Do you have a question about your alarm? Click on the sections below to find the answer.

How do I test my Fire Alarms?

The best way to protect yourself, others, and your property from fire is to ensure you have working fire alarms. Performing a regular fire alarm test is crucial for fire safety and helps to save lives. Maintaining your fire alarm system is important, as overtime, fire alarm batteries can become depleted or be disconnected, as well as experience general wear on the fire alarm over time.

How often should fire alarms be tested?

No matter the type of fire alarm you have, we recommend that testing happens monthly to ensure everything is working correctly. It is also advised that fire alarm batteries are replaced once or twice a year if required.

Testing can be different depending on the alarm power source. Standalone battery-powered alarms rely solely on one source, which is their internal battery. This battery may be sealed in or replaceable, depending on the grade of alarm. A hardwired alarm is powered by your home’s electrical system, but can also contain built-in or replaceable batteries for back-up power. This means that if the home’s electrical system was to fail in an event of a fire, the alarm would still have the power to detect fire and alert the household. Both types should be tested monthly to ensure continuous detection, but testing battery-powered alarms monthly should be essential due to them relying solely on the battery to operate.

By testing an alarm system it will ensure that the alarm you are testing from is sounding, as well as any other interlinked alarms in the property.

How to test if a fire alarm is working?

You should always check the manufacturer’s guide for testing your fire alarm. Generally, both battery-powered and hardwired fire alarms can be tested in one of the following ways using the fire alarm test button or control switch. We delve into each fire alarm check method below:

Using the fire alarm testing button:

  • Check that the solid green light on the alarm is on (this shows that it is receiving mains power).
  • Press and hold the ‘Test’ button for 10 seconds.
  • The alarm will sound loudly, so that you know the alarm is functioning.

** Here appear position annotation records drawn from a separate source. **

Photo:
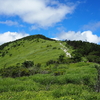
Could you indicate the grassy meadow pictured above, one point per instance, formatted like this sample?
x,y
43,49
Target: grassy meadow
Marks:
x,y
53,79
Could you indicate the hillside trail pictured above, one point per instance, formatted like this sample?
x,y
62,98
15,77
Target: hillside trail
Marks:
x,y
65,49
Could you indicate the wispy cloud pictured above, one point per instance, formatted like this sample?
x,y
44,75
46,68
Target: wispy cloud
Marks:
x,y
44,13
92,26
11,36
11,23
84,36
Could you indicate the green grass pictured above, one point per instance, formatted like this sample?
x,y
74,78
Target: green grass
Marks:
x,y
39,52
77,83
72,81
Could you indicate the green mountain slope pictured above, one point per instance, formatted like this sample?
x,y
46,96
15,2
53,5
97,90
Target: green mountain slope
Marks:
x,y
35,48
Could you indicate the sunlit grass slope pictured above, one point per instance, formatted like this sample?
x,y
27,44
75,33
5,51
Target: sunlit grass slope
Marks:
x,y
77,83
35,48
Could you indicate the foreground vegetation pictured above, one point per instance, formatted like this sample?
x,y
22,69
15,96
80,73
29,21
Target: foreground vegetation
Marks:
x,y
36,68
78,82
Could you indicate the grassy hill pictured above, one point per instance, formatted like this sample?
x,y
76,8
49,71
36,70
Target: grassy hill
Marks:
x,y
37,68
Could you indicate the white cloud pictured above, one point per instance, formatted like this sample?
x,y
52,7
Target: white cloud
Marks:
x,y
11,36
11,23
92,26
41,12
84,36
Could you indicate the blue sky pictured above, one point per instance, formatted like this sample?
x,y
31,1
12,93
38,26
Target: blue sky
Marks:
x,y
59,19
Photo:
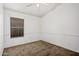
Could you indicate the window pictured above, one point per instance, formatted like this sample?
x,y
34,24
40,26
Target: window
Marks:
x,y
17,27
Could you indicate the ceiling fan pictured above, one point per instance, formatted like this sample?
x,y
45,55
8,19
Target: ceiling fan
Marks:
x,y
37,4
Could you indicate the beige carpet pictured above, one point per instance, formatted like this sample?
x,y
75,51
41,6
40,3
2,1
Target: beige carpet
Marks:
x,y
38,48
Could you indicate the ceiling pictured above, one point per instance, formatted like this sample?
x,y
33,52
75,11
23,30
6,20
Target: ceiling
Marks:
x,y
32,8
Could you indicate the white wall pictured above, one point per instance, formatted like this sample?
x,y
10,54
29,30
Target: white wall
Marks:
x,y
31,28
1,29
61,26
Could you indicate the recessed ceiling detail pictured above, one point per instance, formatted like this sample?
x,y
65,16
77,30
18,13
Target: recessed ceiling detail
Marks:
x,y
36,9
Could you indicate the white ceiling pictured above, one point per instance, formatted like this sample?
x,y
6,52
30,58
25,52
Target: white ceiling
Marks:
x,y
33,9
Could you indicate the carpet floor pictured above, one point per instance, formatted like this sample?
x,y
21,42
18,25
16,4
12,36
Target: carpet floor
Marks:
x,y
38,48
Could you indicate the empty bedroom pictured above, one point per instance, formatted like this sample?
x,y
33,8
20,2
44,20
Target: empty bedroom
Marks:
x,y
39,29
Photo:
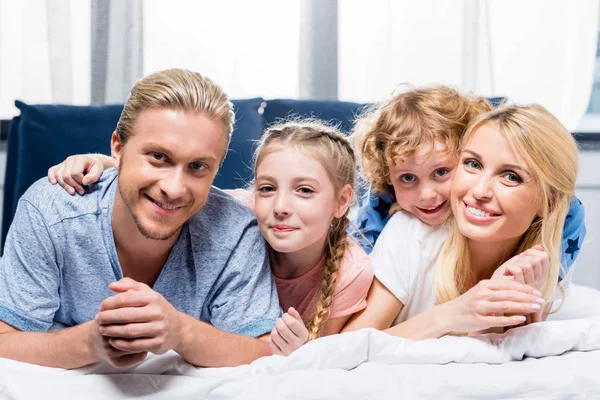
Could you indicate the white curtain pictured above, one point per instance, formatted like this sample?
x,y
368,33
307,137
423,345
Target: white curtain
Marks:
x,y
249,47
541,51
44,52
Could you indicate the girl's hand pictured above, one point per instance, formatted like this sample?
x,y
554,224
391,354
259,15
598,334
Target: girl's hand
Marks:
x,y
486,304
289,333
77,171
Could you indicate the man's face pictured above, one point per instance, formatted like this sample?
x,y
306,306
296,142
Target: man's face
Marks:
x,y
166,168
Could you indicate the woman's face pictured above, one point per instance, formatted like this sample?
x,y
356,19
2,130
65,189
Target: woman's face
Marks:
x,y
494,195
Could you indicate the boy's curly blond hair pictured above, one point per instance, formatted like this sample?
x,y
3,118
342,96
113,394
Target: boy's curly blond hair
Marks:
x,y
414,117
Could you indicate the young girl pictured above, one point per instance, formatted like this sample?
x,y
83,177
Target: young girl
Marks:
x,y
403,129
304,177
510,195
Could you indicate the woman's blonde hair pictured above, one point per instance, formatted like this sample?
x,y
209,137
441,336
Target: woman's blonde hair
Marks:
x,y
412,118
176,89
333,150
551,154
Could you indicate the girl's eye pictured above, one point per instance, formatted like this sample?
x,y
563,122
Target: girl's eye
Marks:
x,y
472,163
306,190
197,166
408,178
513,178
438,173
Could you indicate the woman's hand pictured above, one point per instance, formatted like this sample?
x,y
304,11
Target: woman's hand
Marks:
x,y
487,304
289,333
529,267
78,171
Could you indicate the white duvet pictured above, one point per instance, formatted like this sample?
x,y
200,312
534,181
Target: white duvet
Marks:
x,y
554,359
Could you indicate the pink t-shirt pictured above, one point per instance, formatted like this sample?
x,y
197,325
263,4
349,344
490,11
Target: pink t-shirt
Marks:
x,y
353,281
350,295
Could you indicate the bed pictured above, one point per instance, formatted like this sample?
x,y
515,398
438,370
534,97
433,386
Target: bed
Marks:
x,y
555,359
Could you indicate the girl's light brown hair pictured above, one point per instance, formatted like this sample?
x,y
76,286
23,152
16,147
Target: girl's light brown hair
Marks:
x,y
414,117
333,150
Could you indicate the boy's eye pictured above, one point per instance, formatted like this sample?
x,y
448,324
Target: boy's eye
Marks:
x,y
305,190
158,156
472,163
198,166
266,189
438,173
408,178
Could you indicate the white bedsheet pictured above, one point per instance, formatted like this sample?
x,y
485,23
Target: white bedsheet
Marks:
x,y
553,359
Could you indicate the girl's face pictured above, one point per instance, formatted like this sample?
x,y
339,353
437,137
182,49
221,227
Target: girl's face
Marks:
x,y
494,194
296,201
422,183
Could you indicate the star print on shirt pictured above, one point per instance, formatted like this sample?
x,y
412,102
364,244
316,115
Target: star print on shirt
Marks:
x,y
572,247
363,224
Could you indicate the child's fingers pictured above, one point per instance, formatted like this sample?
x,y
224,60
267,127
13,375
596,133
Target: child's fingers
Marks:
x,y
292,311
52,174
94,173
284,331
297,328
273,347
278,341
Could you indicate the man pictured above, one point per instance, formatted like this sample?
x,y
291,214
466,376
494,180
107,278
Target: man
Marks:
x,y
187,263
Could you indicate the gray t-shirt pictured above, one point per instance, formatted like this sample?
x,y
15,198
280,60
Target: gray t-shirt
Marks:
x,y
60,257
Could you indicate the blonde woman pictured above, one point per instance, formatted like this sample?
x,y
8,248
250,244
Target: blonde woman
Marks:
x,y
495,263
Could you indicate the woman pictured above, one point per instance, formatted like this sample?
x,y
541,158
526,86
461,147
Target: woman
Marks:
x,y
496,263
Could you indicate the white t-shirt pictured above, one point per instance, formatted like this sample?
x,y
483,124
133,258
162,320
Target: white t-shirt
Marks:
x,y
404,259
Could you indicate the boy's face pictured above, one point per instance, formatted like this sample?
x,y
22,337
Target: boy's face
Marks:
x,y
166,168
422,183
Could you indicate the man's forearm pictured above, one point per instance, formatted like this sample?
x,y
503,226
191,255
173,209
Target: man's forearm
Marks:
x,y
67,348
206,346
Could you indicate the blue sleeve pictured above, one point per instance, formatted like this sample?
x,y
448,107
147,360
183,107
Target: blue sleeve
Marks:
x,y
29,274
573,234
246,301
372,216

  • If you have other alarms in the property, they should be linked together. This means that if one alarm sounds, it will send a signal to trigger the other alarms in the property – so you can hear them sound in the background.
  • Finally, repeat the above steps on all the other alarms in the property.

Using a control switch:

  • Press the ‘Test’ button on the alarm controller.
  • All of the alarms in the property will sound loudly, confirming the alarms are interlinked and functioning correctly.
  • If you are using the Ei450, this will continue for as long as you hold down the ‘Test’ button.
  • If you are using an Ei1529RC or Ei412 you will need to flick the ‘Test’ switch off to finish the test.

How not to test your fire alarms

We do not recommend for smoke or heat alarms to be tested using real smoke or test spray. Doing so can set fire to the alarm itself and damage the property. The results of testing with real heat or smoke are misleading unless effective apparatus is used. We recommend testing only via the alarm’s test button or a test switch – physically activating the sensor can wear it out and cause issues in the future.

Key considerations when testing fire alarms

When testing fire alarms, it is important that the sounder is loud and can be heard from far away or even from outside the building. An alarm system should be capable of alerting everyone on the premises, no matter their location. If an alarm’s battery is depleting or power to the mains has been affected, the sounder may not be as loud as usual.

How do I test my Carbon Monoxide Alarms?

With Carbon Monoxide (CO) being a colourless, tasteless and odourless gas, it’s vital to have a working CO alarm to ensure constant detection. The installation of a device is not enough – it’s critical to ensure it is working and fully functional.

Why Test Carbon Monoxide alarms?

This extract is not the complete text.